Brad Pedersen, Citrix's Chief Architect, talks about the technical history of Presentation Server

Last week I wrote that I would be visiting Citrix's headquarters in Ft. Lauderdale to record podcasts with several folks.
Last week I wrote that I would be visiting Citrix's headquarters in Ft. Lauderdale to record podcasts with several folks. I recorded nine separate interviews that I'll be releasing as Brian Madden Live! podcasts over the next few weeks.

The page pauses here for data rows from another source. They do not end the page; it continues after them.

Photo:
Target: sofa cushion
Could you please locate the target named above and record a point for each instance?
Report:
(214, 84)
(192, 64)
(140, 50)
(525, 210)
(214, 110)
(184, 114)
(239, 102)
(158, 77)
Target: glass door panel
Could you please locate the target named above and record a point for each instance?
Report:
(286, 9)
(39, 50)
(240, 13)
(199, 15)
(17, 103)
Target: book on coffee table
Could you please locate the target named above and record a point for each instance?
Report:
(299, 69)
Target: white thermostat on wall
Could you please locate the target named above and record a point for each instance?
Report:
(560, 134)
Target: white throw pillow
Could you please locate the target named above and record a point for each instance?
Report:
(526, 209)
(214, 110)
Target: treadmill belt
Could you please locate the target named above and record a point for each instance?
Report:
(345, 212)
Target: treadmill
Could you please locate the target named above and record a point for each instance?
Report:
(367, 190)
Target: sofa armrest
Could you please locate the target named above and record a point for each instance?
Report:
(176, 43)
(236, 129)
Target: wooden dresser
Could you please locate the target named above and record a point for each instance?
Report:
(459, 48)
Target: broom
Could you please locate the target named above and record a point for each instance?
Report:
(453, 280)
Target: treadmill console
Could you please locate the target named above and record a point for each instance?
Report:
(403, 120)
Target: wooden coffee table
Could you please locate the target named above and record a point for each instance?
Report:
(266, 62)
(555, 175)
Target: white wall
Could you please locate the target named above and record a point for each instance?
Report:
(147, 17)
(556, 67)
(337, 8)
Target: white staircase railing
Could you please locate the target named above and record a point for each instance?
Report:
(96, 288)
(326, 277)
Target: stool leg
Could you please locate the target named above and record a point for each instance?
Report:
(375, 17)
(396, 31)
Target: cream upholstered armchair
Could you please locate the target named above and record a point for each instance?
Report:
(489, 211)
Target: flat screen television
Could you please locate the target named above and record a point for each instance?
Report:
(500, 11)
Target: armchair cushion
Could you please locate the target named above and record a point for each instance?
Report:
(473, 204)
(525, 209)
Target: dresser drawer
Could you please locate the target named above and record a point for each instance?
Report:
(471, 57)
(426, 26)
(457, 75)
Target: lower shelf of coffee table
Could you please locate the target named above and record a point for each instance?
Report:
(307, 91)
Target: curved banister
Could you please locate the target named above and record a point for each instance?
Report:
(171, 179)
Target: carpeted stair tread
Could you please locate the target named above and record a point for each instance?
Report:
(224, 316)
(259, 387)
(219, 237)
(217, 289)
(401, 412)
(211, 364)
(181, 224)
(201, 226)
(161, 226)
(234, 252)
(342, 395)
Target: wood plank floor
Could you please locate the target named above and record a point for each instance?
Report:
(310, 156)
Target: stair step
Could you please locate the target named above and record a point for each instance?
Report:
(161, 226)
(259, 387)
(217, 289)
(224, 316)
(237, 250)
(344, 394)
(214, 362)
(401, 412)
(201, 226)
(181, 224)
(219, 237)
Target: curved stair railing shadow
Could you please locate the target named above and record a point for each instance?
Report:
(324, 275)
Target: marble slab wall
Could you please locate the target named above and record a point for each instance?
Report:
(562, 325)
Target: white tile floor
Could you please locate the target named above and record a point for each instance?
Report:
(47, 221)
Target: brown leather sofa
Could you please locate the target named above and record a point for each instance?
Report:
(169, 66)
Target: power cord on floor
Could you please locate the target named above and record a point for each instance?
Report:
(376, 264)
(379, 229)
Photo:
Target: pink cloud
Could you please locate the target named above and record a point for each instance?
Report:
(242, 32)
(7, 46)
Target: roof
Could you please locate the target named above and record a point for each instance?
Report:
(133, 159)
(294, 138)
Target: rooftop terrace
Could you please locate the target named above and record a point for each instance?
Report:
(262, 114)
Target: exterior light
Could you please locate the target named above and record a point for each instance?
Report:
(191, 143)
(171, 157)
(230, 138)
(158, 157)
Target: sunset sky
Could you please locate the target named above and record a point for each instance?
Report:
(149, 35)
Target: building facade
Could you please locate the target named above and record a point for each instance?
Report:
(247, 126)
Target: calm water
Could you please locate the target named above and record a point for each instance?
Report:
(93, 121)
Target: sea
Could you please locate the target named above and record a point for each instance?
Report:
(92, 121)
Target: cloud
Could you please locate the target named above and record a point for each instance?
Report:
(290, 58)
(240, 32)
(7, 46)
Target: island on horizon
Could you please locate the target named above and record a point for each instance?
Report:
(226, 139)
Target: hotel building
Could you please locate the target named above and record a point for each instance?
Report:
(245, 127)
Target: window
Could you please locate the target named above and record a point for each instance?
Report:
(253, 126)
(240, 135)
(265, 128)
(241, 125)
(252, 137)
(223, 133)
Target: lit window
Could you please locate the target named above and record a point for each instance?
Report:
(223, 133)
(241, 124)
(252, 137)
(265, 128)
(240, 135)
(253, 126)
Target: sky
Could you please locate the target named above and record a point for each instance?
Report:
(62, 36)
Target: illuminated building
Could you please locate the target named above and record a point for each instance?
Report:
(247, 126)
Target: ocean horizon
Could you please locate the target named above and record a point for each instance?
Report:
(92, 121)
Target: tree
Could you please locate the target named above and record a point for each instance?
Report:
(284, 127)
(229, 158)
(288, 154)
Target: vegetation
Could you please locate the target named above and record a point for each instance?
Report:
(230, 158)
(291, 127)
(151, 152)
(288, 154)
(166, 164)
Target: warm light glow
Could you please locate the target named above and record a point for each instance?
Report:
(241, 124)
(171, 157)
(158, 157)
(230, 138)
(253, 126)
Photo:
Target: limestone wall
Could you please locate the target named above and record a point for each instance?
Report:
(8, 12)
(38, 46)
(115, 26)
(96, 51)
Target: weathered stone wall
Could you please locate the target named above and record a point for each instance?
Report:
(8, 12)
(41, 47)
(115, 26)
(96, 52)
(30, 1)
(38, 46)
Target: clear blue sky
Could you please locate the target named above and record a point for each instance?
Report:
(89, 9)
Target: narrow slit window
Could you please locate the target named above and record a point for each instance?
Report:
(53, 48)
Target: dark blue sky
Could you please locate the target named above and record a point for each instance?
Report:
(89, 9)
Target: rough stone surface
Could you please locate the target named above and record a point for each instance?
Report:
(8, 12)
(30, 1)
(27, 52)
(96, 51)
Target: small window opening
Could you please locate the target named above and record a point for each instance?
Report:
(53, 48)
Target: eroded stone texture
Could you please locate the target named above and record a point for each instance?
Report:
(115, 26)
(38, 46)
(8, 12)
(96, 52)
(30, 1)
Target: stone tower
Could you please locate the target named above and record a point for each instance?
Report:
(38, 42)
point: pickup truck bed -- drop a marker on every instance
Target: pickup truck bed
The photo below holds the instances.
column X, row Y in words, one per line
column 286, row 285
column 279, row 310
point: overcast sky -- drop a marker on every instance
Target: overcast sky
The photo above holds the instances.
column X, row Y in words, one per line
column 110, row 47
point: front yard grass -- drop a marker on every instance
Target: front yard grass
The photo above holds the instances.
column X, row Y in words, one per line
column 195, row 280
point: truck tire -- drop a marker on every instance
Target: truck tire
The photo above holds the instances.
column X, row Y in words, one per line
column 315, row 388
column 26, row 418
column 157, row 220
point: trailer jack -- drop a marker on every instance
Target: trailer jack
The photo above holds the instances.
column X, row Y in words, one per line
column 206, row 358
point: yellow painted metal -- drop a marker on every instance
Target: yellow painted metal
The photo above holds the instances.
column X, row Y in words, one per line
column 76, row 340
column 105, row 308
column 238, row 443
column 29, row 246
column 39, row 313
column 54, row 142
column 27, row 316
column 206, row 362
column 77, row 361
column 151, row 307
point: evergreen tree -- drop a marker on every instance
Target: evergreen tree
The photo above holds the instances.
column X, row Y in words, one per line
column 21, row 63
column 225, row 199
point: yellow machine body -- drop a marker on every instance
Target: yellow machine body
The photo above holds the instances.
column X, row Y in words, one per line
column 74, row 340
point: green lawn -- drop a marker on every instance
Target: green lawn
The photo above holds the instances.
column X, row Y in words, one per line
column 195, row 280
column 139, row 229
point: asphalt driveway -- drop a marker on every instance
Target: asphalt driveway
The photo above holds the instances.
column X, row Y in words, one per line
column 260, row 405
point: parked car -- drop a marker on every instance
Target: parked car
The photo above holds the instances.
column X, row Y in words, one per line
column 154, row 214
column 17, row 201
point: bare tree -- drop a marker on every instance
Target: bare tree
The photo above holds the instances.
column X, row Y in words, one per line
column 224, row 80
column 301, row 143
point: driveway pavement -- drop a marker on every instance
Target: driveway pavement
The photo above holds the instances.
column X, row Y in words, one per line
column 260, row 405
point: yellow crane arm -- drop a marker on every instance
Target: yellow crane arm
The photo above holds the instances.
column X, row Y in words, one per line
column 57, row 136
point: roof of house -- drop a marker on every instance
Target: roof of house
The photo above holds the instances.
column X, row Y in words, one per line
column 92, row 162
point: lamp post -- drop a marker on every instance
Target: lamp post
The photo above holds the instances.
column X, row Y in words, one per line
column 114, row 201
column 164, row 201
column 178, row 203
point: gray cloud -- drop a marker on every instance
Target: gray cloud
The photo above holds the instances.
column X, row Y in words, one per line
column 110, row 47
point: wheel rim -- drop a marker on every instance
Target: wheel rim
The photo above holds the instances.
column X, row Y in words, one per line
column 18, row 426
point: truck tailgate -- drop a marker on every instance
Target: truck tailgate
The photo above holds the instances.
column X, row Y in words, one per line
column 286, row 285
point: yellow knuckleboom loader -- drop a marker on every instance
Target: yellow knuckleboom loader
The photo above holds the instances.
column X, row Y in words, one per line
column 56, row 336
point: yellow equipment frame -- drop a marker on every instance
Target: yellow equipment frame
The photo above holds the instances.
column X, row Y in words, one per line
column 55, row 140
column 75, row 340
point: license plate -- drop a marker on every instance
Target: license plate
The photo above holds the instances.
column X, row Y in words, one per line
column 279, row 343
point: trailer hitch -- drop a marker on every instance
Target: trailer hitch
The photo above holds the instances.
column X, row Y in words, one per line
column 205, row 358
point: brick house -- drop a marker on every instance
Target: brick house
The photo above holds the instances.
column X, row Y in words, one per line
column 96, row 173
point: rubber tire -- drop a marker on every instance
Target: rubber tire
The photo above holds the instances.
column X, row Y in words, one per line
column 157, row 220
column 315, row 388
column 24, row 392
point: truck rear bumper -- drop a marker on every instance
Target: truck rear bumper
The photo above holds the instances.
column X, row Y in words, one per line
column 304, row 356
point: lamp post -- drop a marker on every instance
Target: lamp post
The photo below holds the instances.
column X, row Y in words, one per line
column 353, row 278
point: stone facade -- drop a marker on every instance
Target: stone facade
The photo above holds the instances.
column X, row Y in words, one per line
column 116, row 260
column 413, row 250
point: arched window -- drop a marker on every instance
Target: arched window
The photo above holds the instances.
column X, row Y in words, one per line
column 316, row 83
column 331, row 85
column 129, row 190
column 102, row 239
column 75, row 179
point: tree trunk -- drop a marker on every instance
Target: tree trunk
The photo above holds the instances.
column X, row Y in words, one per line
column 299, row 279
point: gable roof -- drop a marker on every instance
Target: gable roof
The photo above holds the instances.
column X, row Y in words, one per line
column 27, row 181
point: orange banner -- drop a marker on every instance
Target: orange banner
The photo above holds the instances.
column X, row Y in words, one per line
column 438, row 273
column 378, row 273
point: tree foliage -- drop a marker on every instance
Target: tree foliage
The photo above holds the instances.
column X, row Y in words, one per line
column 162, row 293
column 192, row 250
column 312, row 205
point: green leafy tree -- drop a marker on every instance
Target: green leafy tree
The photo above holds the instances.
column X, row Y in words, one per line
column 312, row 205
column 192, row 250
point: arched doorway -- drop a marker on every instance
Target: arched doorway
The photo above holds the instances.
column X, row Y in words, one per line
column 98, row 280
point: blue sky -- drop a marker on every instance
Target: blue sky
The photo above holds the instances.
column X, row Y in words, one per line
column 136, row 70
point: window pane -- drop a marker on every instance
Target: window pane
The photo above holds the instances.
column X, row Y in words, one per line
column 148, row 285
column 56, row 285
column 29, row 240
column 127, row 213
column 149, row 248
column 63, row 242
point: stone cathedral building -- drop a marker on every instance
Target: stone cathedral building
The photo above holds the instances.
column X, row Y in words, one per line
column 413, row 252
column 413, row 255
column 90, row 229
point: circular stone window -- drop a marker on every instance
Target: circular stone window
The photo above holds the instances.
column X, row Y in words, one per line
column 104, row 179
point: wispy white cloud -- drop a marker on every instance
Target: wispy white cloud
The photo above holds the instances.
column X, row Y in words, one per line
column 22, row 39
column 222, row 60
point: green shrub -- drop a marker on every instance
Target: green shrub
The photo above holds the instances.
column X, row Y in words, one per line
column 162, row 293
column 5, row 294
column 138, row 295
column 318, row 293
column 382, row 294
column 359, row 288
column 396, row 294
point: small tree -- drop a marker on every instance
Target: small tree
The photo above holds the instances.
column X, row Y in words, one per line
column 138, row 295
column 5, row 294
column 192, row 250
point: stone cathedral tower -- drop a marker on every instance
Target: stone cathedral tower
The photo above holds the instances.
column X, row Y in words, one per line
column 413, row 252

The first interview from that trip is with Brad Pedersen, one of the earliest Citrix employees from 1989 and Citrix's Chief Architect. In this podcast, Brad talks about how Presentation Server came to be. He starts with the early days of Ed Iacobucci in Texas and walks through Citrix MultiUser, WinView, WinFrame, and then into MetaFrame and Presentation Server.
This conversation is technical, and Brad talks about what worked and what didn't work, and why Citrix did what they did. He talks about things like adding TCP/IP support, the evolution and creation of the ICA protocol. the creation of the Program Neighborhood service and the evolution to IMA in MetaFrame XP. Brad also talks about why the IMA datastore uses this strange binary blob format, and how they hope to eventually migrate that to a standard relational database.